Emission d’emprunt obligataire: L’AMMC donne le feu vert à Attijariwafa bank

L’Autorité marocaine du marché des capitaux (AMMC) a visé, mercredi, une note d’information relative à l’émission par le Groupe Attijariwafa bank d’un emprunt obligataire subordonné de 1 milliard de dirhams (MMDH).

Selon un communiqué de l’AMMC, cette opération porte sur l’émission de 10.000 obligations subordonnées d’une valeur nominale de 100.000 dirhams, cotées à la Bourse de Casablanca et non cotées et réparties en 6 tranches.

D’une maturité de 7 ans, les quatre premières tranches offrent une prime de risque entre 75 et 85 points de base, avec un taux d’intérêt révisable annuellement entre 2,66 et 2,76% pour les tranches B et D et un taux fixe compris entre 3,34 et 3,44% pour A et C. Les deux autres tranches, d’une maturité de 10 ans, offrent, quant à elles, une prime de risque entre 90 et 100 points de base, avec un taux d’intérêt fixe compris entre 3,74 et 3,84%, ajoute la même source, notant que la période de souscription s’étalera du 16 au 20 juin inclus. La présente émission a pour objectif principal de renforcer les fonds propres réglementaires actuels de la banque et, par conséquent, renforcer son ratio de solvabilité, outre le financement de son développement international et domestique, souligne Attijariwafa bank dans la note d’information relative à l’opération.
En effet, le Groupe poursuit la mise en place de sa stratégie de développement à l’international, à travers le renforcement de sa présence au Maghreb et le développement des activités en Afrique Centrale et Occidentale, et sur le marché domestique en développant la bancarisation et le financement des grands projets du Royaume.

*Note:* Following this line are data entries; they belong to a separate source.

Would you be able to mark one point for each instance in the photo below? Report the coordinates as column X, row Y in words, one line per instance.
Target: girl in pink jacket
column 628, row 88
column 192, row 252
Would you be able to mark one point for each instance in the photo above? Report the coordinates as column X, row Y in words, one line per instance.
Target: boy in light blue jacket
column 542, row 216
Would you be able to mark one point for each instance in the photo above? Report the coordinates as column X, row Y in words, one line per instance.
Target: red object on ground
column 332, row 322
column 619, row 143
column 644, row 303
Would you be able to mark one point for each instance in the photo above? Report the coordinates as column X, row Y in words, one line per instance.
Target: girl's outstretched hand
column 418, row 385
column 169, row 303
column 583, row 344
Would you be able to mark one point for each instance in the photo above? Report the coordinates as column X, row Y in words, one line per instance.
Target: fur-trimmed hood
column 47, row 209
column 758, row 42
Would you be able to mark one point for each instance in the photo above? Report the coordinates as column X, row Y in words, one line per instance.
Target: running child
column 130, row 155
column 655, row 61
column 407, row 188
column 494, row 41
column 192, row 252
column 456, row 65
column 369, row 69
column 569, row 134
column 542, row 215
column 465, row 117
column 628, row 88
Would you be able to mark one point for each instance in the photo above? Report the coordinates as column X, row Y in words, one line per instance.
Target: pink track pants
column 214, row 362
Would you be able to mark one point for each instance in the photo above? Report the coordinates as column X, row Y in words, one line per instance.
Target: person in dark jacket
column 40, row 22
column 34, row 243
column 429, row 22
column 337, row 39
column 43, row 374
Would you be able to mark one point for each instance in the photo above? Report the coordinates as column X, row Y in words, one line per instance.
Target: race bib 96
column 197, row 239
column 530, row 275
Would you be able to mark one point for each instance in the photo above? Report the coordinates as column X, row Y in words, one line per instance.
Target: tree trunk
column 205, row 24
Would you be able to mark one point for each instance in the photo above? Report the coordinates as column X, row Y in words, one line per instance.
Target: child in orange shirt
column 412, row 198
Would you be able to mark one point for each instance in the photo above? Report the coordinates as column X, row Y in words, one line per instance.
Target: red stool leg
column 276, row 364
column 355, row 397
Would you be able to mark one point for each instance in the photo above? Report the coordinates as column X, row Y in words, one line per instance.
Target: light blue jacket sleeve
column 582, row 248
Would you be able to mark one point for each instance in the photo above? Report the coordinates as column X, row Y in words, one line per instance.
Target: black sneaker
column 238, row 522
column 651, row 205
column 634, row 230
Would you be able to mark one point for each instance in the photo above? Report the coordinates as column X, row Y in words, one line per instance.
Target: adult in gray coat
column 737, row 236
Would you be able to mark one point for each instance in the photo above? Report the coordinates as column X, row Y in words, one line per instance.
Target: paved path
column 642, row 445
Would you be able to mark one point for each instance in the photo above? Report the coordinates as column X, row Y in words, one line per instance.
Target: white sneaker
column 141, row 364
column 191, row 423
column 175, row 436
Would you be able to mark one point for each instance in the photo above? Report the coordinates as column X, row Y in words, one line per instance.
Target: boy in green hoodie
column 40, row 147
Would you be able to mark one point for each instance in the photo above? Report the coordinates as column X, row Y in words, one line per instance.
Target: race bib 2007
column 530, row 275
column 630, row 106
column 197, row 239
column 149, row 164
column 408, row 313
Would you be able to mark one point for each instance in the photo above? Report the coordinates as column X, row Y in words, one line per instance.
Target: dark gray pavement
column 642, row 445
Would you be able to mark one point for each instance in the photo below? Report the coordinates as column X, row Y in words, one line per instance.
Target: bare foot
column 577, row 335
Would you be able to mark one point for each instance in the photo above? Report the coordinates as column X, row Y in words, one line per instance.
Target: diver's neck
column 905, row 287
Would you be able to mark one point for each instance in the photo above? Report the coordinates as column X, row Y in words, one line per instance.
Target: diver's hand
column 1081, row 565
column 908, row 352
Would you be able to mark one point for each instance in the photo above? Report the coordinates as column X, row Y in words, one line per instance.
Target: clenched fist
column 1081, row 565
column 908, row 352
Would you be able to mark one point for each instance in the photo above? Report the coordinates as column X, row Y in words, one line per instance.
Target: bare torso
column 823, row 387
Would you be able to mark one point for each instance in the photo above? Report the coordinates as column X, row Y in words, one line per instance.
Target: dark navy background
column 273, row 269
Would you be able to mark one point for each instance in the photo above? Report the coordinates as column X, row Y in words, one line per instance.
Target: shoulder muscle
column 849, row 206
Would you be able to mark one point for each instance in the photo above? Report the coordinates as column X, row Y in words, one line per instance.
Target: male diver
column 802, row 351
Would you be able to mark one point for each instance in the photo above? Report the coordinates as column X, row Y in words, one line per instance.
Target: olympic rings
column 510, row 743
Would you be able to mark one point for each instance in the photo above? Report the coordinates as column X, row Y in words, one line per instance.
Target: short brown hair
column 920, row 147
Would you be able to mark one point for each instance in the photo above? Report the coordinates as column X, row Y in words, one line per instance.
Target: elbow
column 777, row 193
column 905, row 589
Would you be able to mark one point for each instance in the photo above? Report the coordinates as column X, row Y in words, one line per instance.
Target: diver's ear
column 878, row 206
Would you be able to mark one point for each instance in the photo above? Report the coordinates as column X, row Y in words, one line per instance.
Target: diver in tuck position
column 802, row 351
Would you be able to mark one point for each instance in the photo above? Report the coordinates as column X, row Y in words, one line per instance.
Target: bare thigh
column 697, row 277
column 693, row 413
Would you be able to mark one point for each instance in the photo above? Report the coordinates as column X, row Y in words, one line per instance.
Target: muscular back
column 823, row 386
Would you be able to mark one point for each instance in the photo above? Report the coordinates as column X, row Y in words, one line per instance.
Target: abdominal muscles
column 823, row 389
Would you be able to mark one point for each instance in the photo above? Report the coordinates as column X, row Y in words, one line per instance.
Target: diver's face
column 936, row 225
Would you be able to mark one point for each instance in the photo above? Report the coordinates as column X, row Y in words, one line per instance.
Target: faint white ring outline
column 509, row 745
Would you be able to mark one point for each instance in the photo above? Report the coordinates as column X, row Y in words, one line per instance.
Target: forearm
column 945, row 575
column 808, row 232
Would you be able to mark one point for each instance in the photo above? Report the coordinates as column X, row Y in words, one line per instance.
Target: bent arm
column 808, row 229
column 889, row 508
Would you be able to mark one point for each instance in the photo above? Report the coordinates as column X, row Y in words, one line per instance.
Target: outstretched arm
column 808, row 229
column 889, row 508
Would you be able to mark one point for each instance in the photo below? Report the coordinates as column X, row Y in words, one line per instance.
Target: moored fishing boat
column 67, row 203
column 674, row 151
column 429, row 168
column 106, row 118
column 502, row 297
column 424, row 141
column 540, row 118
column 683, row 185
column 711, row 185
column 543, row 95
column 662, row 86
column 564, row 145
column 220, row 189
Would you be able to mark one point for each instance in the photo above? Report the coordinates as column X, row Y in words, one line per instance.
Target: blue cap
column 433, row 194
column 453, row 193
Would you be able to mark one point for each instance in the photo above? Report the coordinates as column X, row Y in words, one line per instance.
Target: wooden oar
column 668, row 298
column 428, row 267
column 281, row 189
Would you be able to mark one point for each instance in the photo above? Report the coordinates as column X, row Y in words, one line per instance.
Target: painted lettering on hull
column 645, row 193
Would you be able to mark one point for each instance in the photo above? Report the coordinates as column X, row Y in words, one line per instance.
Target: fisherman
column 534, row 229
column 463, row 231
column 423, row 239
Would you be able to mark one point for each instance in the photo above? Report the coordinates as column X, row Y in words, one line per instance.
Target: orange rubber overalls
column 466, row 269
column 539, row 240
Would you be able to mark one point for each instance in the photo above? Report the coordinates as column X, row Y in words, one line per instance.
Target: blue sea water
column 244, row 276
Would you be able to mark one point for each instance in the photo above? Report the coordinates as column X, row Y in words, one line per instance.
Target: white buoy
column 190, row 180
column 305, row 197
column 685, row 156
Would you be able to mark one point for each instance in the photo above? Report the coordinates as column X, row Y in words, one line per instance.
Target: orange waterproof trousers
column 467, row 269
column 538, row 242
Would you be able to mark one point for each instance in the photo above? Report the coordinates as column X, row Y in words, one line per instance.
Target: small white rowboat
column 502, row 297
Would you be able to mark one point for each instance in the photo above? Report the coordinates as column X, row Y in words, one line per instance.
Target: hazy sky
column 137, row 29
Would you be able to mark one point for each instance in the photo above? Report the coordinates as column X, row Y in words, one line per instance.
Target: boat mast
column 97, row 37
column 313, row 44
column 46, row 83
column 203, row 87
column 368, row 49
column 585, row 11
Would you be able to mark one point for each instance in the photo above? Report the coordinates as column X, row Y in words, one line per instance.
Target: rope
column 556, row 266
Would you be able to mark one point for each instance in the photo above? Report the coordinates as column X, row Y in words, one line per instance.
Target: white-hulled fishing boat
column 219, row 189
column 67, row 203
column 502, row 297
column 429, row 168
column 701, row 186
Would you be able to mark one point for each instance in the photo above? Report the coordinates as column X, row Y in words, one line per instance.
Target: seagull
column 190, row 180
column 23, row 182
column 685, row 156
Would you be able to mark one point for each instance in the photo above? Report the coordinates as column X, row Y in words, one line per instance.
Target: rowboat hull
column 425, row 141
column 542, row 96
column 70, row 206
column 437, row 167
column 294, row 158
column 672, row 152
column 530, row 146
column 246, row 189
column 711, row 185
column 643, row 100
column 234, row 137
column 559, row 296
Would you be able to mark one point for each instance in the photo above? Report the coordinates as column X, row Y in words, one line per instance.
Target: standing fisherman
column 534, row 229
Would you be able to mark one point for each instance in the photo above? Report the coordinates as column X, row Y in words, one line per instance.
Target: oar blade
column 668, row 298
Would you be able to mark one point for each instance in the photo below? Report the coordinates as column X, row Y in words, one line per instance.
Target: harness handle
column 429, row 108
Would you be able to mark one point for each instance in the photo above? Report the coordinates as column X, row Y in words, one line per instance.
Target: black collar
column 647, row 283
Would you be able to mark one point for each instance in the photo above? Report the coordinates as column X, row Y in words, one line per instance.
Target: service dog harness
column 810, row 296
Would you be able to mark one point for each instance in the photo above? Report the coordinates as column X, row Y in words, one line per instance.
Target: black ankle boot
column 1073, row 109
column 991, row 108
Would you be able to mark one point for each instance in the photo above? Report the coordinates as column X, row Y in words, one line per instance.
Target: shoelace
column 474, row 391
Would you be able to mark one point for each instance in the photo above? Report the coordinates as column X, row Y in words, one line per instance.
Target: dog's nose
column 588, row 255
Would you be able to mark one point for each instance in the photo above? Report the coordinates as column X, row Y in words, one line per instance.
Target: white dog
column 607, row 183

Les fonds collectés par le biais de la présente émission d’obligations subordonnées seront classés parmi les fonds propres complémentaires de la banque, conformément au Plan comptable des établissements de crédit. L’obligation subordonnée se distingue de l’obligation classique en raison du rang de créance contractuellement défini par la clause de subordination. L’effet de cette clause de subordination étant de conditionner en cas de liquidation de l’émetteur le remboursement de l’obligation au désintéressement de tous les créanciers privilégiés ou chirographaires.